Blogger Carlos Eduardo da Maia said...

Zé, a própria ABin e a PF NUNCA foram contundentes quando essa informação saiu na Veja. Se o grampo não foi feito e isso foi invenção, nem a ABIN e nem a PF alegaram isso. A ABIN é o antigo e tenebroso SNI. Alguém coloca a mão no fogo pela ABIN/SNI?

4:45 PM  
Blogger José Elesbán said...

Caro Maia,
Primeiro de tudo: o grampo existiu? Onde estão as gravações que originaram a denúncia da Veja? Se as gravações não aparecerem, como não apareceram até agora, talvez seja o caso da denúncia ser semelhante aos dólares bêbados de Cuba, ou os US$ 32 mil do presidente na Suiça ( a propósito, a denúncia do dinheiro no exterior foi atribuída a Daniel Dantas).
Então, vamos lá. O delegado Paulo Lacerda, superintendente da Abin disse perante o presidente, e perante o Congresso, que o grampo não foi feito pela Abin. O general Félix, superior hierárquico de Paulo Lacerda, disse ao presidente e ao Congresso, que o grampo não foi feito pela Abin. O Delegado Correa, superintendente da Polícia Federal, disse que a Polícia Federal não fez o grampo. O delegado Diógenes, disse que não grampeou.
Tu queres que estas autoridades venham à tua casa para te dizer que não fizeram tal coisa.

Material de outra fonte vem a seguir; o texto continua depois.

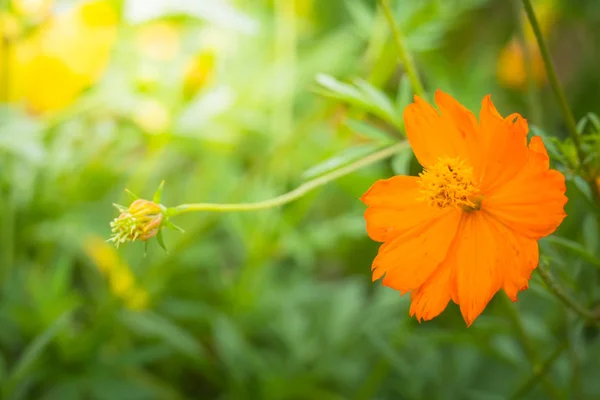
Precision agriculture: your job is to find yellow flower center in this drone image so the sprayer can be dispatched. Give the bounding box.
[419,158,482,212]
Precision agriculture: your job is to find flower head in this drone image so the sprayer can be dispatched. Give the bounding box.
[361,90,567,325]
[109,199,163,246]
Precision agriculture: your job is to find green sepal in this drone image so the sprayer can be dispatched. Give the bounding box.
[152,180,165,204]
[125,189,140,200]
[156,229,169,253]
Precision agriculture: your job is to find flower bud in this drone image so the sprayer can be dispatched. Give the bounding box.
[109,199,163,246]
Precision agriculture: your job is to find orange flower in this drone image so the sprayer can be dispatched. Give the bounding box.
[361,90,567,326]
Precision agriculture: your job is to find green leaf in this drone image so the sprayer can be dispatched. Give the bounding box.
[125,189,140,200]
[316,74,402,127]
[586,112,600,132]
[3,310,73,395]
[316,74,364,103]
[120,311,205,360]
[354,79,402,126]
[302,143,382,179]
[344,118,393,144]
[396,74,412,115]
[164,219,185,233]
[577,115,590,135]
[392,147,413,175]
[156,229,169,253]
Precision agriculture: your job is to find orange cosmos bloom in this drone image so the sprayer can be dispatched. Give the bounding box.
[361,90,567,326]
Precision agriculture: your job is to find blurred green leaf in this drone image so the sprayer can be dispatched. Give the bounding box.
[344,118,393,145]
[120,311,205,360]
[302,143,382,179]
[2,310,73,396]
[392,147,413,175]
[544,235,600,268]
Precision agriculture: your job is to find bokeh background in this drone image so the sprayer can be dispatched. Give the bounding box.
[0,0,600,400]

Para haver veemência suficiente para ti?

11:47 PM  
Blogger José Elesbán said...

De qualquer maneira, a questão maior deste "post" é sobre o fato do defensor da república, ministro Gilmar Mendes, ser cotista de uma empresa de capital fechado, que presta serviços a diversas entidades do estado sem licitação.

11:50 PM  
Blogger José Elesbán said...

A Abin, desde os tempos de FHC não é mais o antigo SNI, tanto que nos seus áureos tempos, o SNI sempre foi dirigido por militares, o que não tem sido o caso, já faz bastante tempo.
Se podem haver meliantes lá. Talvez. Assim como vez por outra a Polícia Federal prende alguns de seus próprios agentes. Assim, como policiais civis podem ser corruptos, assim como certamente há juízes corruptos, e por aí vai.